In a college short story, I wrote something to the effect of, Everybody feels the same things. The problem is, we don’t feel them at the same time. It’s one of the few things I wrote back then that I’ll still cop to.
Been thinking about that line lately, when someone complains about Trump and I get grouchy: Oh, why are you bringing that up?
It’s not that I don’t think we ought to be thinking about how this creep and his cronies are destroying the substance of our country and the spirit of our society. How comprehensively, how sustainably, how permanently? My hopeful mind even runs to upsides: Will this arson job also consume some dumb liberal pieties, before it burns out? Could this absurd overreach teach America a permanent lesson? What should I and the people in my sphere of influence be saying and doing about this? I think about it a lot.

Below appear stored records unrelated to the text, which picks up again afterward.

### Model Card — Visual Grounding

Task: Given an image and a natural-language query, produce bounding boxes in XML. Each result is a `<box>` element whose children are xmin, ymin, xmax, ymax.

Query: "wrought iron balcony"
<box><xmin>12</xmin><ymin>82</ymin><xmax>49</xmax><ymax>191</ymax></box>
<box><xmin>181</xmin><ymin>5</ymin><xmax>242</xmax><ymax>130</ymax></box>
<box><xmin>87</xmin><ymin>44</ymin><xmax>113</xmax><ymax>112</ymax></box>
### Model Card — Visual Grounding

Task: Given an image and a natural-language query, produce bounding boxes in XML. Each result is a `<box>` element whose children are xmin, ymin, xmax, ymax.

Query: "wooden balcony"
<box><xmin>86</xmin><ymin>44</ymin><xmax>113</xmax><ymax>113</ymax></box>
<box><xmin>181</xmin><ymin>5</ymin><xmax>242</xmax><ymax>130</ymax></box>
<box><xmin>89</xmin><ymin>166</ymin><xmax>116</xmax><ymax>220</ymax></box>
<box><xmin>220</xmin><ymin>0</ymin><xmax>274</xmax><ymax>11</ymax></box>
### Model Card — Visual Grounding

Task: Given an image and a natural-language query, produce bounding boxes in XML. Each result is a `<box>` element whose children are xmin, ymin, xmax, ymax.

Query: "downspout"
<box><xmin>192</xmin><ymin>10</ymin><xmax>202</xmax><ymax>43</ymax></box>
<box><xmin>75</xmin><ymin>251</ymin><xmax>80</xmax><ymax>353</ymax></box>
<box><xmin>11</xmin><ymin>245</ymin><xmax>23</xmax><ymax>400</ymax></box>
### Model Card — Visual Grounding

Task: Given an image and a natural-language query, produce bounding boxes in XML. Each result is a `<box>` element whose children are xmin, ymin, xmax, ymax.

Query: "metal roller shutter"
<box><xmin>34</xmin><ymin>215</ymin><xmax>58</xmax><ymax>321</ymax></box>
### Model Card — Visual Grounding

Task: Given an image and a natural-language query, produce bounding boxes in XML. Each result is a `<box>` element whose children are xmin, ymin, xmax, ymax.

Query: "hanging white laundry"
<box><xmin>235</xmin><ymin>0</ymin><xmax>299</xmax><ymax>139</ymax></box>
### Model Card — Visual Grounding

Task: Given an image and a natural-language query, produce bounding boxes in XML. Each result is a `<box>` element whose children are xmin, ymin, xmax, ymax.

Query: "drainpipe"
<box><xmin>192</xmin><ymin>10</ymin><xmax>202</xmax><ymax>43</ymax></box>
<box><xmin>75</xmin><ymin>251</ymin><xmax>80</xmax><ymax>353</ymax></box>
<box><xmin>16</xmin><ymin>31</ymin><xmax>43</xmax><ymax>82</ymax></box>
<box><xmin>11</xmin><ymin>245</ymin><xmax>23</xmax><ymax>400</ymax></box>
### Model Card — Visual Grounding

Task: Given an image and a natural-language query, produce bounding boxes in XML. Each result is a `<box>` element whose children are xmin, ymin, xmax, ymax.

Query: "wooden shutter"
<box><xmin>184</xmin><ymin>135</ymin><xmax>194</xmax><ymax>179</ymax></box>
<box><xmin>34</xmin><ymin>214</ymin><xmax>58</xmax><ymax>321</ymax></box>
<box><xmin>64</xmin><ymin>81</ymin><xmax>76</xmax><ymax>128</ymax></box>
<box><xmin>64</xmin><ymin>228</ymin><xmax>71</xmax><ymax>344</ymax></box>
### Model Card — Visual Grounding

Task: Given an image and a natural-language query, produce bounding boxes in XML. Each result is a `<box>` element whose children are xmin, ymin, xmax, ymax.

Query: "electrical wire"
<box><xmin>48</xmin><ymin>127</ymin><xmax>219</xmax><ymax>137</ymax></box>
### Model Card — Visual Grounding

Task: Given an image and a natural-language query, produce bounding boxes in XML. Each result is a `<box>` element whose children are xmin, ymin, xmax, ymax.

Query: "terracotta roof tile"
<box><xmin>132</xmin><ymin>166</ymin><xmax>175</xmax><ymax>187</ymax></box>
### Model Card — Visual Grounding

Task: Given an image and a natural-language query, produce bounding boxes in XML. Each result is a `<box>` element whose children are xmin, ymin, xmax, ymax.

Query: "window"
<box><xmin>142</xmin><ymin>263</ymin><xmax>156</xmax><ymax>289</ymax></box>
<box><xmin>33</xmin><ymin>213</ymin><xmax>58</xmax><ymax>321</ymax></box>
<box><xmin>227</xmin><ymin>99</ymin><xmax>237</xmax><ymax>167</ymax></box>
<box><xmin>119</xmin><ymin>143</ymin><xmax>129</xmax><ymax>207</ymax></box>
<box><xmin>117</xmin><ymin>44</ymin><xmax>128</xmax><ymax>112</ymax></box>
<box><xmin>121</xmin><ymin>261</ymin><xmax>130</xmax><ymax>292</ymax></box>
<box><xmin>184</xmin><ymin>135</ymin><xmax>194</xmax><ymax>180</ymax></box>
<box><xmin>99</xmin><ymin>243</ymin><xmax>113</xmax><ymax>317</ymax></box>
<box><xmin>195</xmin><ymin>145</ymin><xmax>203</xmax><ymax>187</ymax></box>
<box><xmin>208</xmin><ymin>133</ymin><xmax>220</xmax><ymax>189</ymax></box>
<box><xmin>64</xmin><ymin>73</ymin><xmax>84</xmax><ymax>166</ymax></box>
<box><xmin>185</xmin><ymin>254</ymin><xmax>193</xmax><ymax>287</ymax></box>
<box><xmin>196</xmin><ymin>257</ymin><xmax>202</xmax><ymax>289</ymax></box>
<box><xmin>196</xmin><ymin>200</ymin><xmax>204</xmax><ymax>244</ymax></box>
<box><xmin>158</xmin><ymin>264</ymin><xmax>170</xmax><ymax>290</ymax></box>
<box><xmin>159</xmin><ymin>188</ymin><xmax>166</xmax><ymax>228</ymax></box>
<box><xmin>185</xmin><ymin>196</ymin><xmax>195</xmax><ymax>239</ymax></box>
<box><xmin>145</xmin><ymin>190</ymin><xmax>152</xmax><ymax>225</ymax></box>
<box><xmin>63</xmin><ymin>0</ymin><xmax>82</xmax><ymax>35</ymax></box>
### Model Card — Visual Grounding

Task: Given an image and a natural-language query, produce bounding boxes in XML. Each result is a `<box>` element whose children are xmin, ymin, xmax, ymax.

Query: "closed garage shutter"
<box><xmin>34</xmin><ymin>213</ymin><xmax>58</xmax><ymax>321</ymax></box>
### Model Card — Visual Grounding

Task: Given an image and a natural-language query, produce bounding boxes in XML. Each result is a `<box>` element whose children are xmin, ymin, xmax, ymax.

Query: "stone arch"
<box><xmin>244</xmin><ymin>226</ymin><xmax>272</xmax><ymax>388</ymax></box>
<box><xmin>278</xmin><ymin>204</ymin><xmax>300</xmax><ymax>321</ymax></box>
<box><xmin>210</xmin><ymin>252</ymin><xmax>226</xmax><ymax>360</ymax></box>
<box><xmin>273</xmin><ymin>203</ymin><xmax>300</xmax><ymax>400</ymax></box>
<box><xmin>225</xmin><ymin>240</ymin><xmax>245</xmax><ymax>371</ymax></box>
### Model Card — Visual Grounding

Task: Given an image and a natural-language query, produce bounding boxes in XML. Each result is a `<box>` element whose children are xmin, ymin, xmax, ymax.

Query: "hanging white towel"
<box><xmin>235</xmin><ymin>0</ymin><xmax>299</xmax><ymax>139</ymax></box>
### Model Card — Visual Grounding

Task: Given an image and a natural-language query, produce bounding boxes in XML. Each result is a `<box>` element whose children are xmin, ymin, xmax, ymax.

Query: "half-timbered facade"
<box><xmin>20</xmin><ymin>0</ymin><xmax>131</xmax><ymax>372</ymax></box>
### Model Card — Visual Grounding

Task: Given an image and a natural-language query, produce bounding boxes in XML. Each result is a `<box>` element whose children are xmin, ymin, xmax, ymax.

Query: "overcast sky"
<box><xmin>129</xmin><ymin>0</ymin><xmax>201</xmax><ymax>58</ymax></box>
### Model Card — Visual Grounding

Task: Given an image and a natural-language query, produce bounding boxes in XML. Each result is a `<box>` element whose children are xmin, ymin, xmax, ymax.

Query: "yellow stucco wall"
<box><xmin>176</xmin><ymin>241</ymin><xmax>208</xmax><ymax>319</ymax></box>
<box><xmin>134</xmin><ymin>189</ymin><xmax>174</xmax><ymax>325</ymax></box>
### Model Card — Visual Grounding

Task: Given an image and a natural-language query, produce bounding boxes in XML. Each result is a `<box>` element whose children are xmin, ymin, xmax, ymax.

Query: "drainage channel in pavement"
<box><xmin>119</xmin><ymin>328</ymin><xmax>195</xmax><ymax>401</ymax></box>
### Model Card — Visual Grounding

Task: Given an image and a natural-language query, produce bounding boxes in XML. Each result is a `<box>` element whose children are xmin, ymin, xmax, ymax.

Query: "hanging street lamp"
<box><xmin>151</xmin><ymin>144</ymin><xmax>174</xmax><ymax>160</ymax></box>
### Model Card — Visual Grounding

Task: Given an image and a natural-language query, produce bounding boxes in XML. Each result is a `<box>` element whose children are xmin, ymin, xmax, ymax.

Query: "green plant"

I also think about my loved-ones’ health problems a lot, my business dilemmas a lot, my own shortcomings a lot. But I want to think about those things when I want to think about them, when I can afford to think about them, between my main activity of the day: feeding my family, and trying to enjoy my one short stroke of life on this tiny blue ball. And my friends and family know enough not to bring my worst troubles up with me over lunch—not lightly, anyway.
And yet you have no compunction about asking before we even get our beverages, “What’re we gonna do about Trump?”
I don’t know, Nancy, what’re we going to do about your teenager’s glue-huffing problem? Oh, you were up half the night worrying about that and you’d rather talk about pretty much anything else at the moment?
I’m not saying we shouldn’t talk about Trump—it’s your bad problem too, and I wouldn’t ask you to keep it to yourself. I’m saying it’s as serious as cancer, and should be discussed (and gallows-joked about) in just the same spirit. Last time, Trump talk became a kind of small talk—a wry remark about the latest covfefe moment that gently signaled to other parents on the soccer sideline that we were on the same team.
This time it’s different. Or so it seems to me.
Anyway, sorry I’ve been so grumpy lately.